Categories

Versions

You are viewing the RapidMiner Server documentation for version 9.7 - Check here for latest version

Requirements

This page describes the requirements for RapidMiner Server in a high-availability environment, including potential problems for the components of such a setup.

System requirements

In a high-availability environment, there are at least two RapidMiner Server nodes. The system requirements for each of these nodes are identical to the system requirements for RapidMiner Server outside of a high-availability environment.

Due to inherent deadlocks that can occur in the MySQL database engine at high load, we do not support it as an operational database for the RapidMiner Server High Availability setup.

Component requirements

RapidMiner Server High Availability consists of a cluster of components, each on a dedicated machine, and connected over a high-speed LAN connection.
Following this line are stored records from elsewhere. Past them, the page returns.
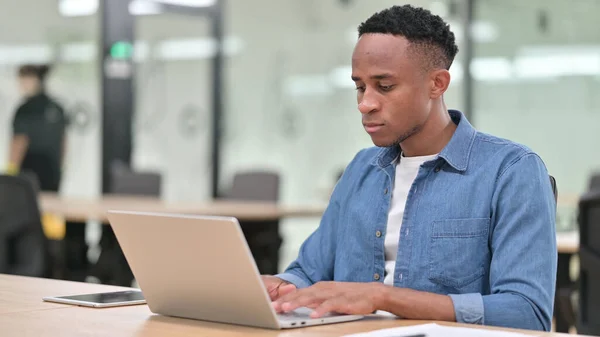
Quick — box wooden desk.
[40,193,325,223]
[0,275,584,337]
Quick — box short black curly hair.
[358,5,458,69]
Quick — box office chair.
[109,162,162,197]
[0,175,50,277]
[577,190,600,335]
[224,171,283,274]
[588,173,600,191]
[91,162,162,286]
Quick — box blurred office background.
[0,0,600,330]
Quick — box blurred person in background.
[5,64,68,249]
[6,65,67,192]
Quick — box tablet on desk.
[42,290,146,308]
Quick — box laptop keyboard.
[277,308,312,321]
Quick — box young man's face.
[352,34,431,147]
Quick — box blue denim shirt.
[277,110,557,330]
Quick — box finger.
[271,284,297,313]
[277,284,296,297]
[268,283,296,302]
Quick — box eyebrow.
[352,74,393,82]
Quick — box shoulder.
[471,131,547,176]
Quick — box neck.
[400,100,456,157]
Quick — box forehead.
[352,34,415,72]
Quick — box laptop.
[108,211,363,329]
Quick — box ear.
[429,69,450,99]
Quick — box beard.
[383,124,423,147]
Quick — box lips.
[363,123,383,133]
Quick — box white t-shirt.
[383,154,437,285]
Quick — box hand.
[273,282,386,318]
[261,275,296,301]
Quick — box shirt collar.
[373,110,477,172]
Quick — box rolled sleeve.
[449,294,485,324]
[483,153,557,331]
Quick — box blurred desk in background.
[40,193,326,223]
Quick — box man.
[263,5,557,330]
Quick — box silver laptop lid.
[108,211,280,329]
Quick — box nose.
[358,90,379,115]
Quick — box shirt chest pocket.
[428,218,490,288]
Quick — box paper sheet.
[344,323,531,337]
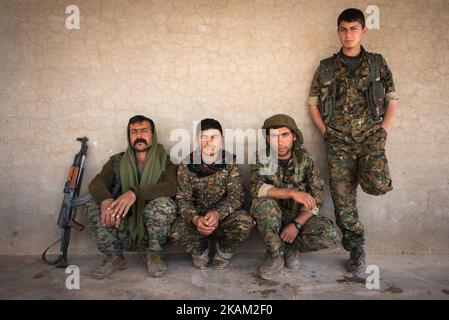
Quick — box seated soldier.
[251,115,337,279]
[172,119,254,269]
[86,116,176,279]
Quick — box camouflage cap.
[262,114,304,146]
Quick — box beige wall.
[0,0,449,254]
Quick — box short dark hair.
[337,8,365,28]
[196,118,223,135]
[128,115,154,134]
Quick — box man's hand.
[100,199,114,227]
[290,190,316,210]
[192,216,215,236]
[204,210,220,229]
[108,191,136,228]
[280,223,299,243]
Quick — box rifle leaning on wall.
[42,137,91,268]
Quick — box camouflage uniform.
[251,148,337,258]
[309,48,397,251]
[86,197,176,256]
[172,159,254,255]
[85,153,177,256]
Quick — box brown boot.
[92,256,127,279]
[192,249,209,269]
[259,256,284,280]
[147,252,167,278]
[285,249,301,270]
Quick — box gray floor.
[0,250,449,300]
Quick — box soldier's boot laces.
[285,249,301,270]
[147,252,167,278]
[346,246,365,272]
[212,243,233,270]
[92,256,127,279]
[192,249,209,269]
[259,256,284,280]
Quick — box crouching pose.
[86,116,176,279]
[172,119,254,269]
[251,115,337,279]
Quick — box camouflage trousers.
[251,197,337,258]
[172,210,254,255]
[325,128,393,251]
[85,197,176,256]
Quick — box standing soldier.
[86,116,176,279]
[309,9,398,272]
[251,114,337,280]
[172,119,254,270]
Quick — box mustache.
[133,138,148,146]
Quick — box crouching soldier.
[172,119,254,270]
[251,114,337,279]
[86,116,176,279]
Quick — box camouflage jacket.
[309,47,398,141]
[251,148,324,211]
[176,163,244,221]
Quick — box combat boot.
[192,248,209,269]
[92,256,127,279]
[147,252,167,278]
[285,249,301,270]
[212,243,233,270]
[259,256,284,280]
[346,246,365,272]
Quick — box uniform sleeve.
[88,157,114,204]
[176,164,197,222]
[380,57,399,101]
[135,159,177,201]
[309,66,321,106]
[217,163,244,220]
[305,156,324,208]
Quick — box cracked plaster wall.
[0,0,449,254]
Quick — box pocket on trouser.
[359,152,393,196]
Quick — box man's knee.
[250,197,282,223]
[359,152,393,196]
[145,197,176,215]
[221,210,255,238]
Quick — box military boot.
[192,248,209,269]
[259,256,284,280]
[92,256,127,279]
[285,249,301,270]
[147,252,167,278]
[212,243,233,270]
[346,246,365,272]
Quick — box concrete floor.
[0,250,449,300]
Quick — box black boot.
[346,246,365,272]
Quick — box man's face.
[129,121,153,152]
[268,127,296,160]
[199,129,223,157]
[338,21,367,50]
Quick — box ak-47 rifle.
[42,137,91,268]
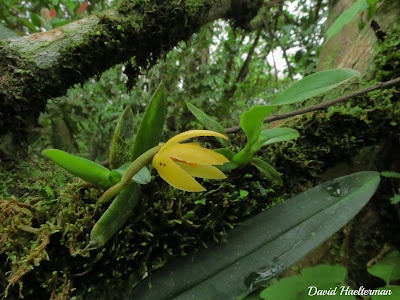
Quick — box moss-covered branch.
[0,0,263,152]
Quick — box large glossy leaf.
[368,250,400,285]
[132,83,167,160]
[126,172,380,300]
[325,0,368,43]
[109,105,136,169]
[270,69,360,105]
[260,265,350,300]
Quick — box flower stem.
[97,144,163,204]
[121,144,162,184]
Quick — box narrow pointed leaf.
[240,106,275,147]
[252,158,283,186]
[270,69,360,105]
[132,83,166,161]
[252,127,300,151]
[325,0,369,43]
[368,250,400,285]
[90,182,140,248]
[110,162,151,184]
[43,149,112,187]
[125,172,379,300]
[109,105,136,169]
[186,102,231,147]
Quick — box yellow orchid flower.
[153,130,229,192]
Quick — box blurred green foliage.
[0,0,326,161]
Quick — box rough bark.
[0,0,263,152]
[318,0,400,73]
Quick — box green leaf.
[252,158,283,186]
[325,0,368,43]
[270,68,365,105]
[90,182,141,248]
[367,250,400,285]
[31,14,42,28]
[0,24,19,40]
[371,285,400,300]
[19,18,38,32]
[214,148,235,160]
[110,162,151,184]
[214,148,238,172]
[260,265,355,300]
[381,171,400,179]
[132,83,167,160]
[42,149,112,187]
[240,106,275,147]
[109,105,136,169]
[125,172,380,300]
[186,102,231,147]
[252,127,300,152]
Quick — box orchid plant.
[43,69,359,248]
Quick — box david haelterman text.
[308,285,392,297]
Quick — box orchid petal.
[153,153,205,192]
[164,130,228,148]
[161,143,229,165]
[176,162,226,179]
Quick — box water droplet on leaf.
[326,182,342,197]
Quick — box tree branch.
[225,77,400,133]
[0,0,263,148]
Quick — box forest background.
[0,0,400,299]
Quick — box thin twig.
[225,77,400,133]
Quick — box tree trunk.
[0,1,400,299]
[0,0,262,154]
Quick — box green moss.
[0,7,400,299]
Each component has specific requirements, but only the load balancer needs to have a publicly accessible URL. The URL of RapidMiner Server is the URL of the load balancer; this is the machine that is identified as RapidMiner Server in the DNS.

The remaining machines (RapidMiner Server nodes, Job Agent nodes, shared database, shared file system, and ActiveMQ broker) do not need to be publicly accessible to your users.

RapidMiner Server node

Note the following requirements for the RapidMiner Server nodes:

  • Each RapidMiner Server node must run on a dedicated machine. The machine can be virtual or physical.
  • The nodes must be connected on a high speed LAN (high bandwith, low latency).
  • The nodes need not be identical, but for consistent performance we recommend that they be as similar as possible.
  • All nodes must run the same version of RapidMiner Server.
  • All nodes must have synchronized clocks (for example, using NTP) and be configured with the same timezone.
  • All nodes must connect to the ActiveMQ broker.

Job Agent node

Note the following requirements for the Job Agent nodes:

  • Each Job Agent node must run on a dedicated machine. The machine can be virtual or physical.
  • The nodes must be connected on a high speed LAN (high bandwith, low latency).
  • All Job Agent nodes must run the same version, matching the RapidMiner Server version.
  • All nodes must have synchronized clocks (for example, using NTP) and be configured with the same timezone.
  • All nodes must connect to the ActiveMQ broker.

Load balancer

We do not bundle a load balancer for RapidMiner Server High Availability. You can use the load balancer of your choice.

  • Your load balancer must support sticky sessions.
  • Your load balancer should run on a dedicated machine.
  • Your load balancer must have a high-speed LAN connection to the RapidMiner Server nodes.
  • For best performance, terminating SSL (HTTPS) at your load balancer and running plain HTTP between the load balancer and RapidMiner Server is highly recommended.

We recommend using HAProxy, which supports all required features out-of-the-box. The load balancer page describes how to set up HAProxy as a load balancer.

Shared database

A shared database is used to store configuration data and other metadata.

  • The shared database must run on a dedicated machine.
  • The shared database must be available to all RapidMiner Server nodes via a high-speed LAN (it must be in the same physical data center).
  • All the usual databases are supported, except MySQL.

Shared file system

RapidMiner Server High Availability requires a high performance shared file system such as a SAN, NAS, RAID server, or high-performance file server optimized for I/O.

  • The shared file system must run on a dedicated machine.
  • The file system must be available to all cluster nodes via a high-speed LAN (it must be in the same physical data center).
  • The shared file system should be accessible via NFS as a single mount point.

ActiveMQ broker

RapidMiner Server High Availability requires a remote ActiveMQ broker, as the bundled one is not active for RapidMiner Server High Availability.

  • The ActiveMQ broker must run on a dedicated machine.
  • Currently, only ActiveMQ version 5.14.5 has been tested and is officially supported, but feel free to test more updated 5.x versions.
  • You can use a standalone ActiveMQ installation or a clustered installation.